I am a system manager at San Diego State University, responsible for
an Elxsi 6400 BSD4.3 system with 3 GB of disk.  Our /usr1 partition
is 1.2 GB.  I have not had any problems with dump, fsck, quotas so far.
I hope this helps some.  Feel free to email any questions.

Ron Nash
University Computing Services
...ucsd!sdsu!ucselx!nash

peno@kps.UUCP (Pekka Nousiainen /DP) (05/06/89)

> What I would like to know is if anyone has found problems with large
> partition sizes (up to 2 or 3 GB).

There's one practical problem with dump: To restore one file you may have
to read through several tapes.  This can be a problem if the file system
is used for "/users".  Apart from this I can't think of any problems.
I use a 1 GB system for /spool in production (7 tapes), in the future
it could be 2 GB concatenated on 2 drives.  The dumps are meant mainly
to cover disk failure, not random "rm *"'s by careless users.

--
peno@kps

wh%cxa.daresbury.ac.uk@nsfnet-relay.ac.uk (Bill Purvis) (05/08/89)

In a recent message, Dave olsen writes:
>  What I would like to know is if anyone has found problems with large
>  partition sizes (up to 2 or 3 GB). ...

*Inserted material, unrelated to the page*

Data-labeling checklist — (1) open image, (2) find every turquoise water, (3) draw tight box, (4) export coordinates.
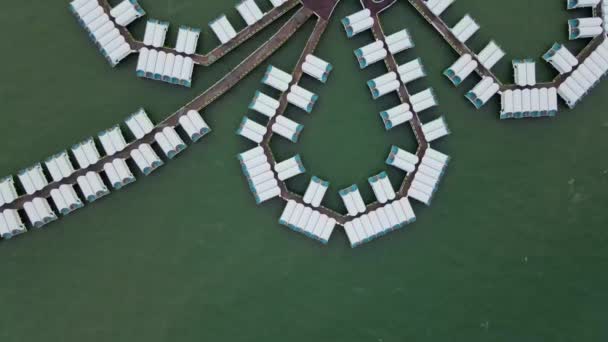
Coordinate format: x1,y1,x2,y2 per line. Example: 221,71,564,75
0,0,608,342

We run a Convex C220 with 16 GB of disk. You will find that there is a
limit of 2GB on file systems (offsets are held as signed 32-bit ints).
We have had no problems with user partitions of 900Mb (single disk)
although you need a lot of tapes in your backup system. We do run a
1.8 MB partition for scratch files which gives no problems, but we
don't back it up. Most of our user files are stored in the 'g' and 'h'
partitions, since we can use smaller fragment sizes (512) provided the
file system is less than 512 Mb. Above this limit we must have 4096 byte
fragments.

=========================================================================
Bill Purvis                     || wh@uk.ac.dl.cxa
SERC, Daresbury Lab             || (JANET)
Warrington, Cheshire, UK        ||
=========================================================================

gentry@kcdev.UUCP (Art Gentry) (05/08/89)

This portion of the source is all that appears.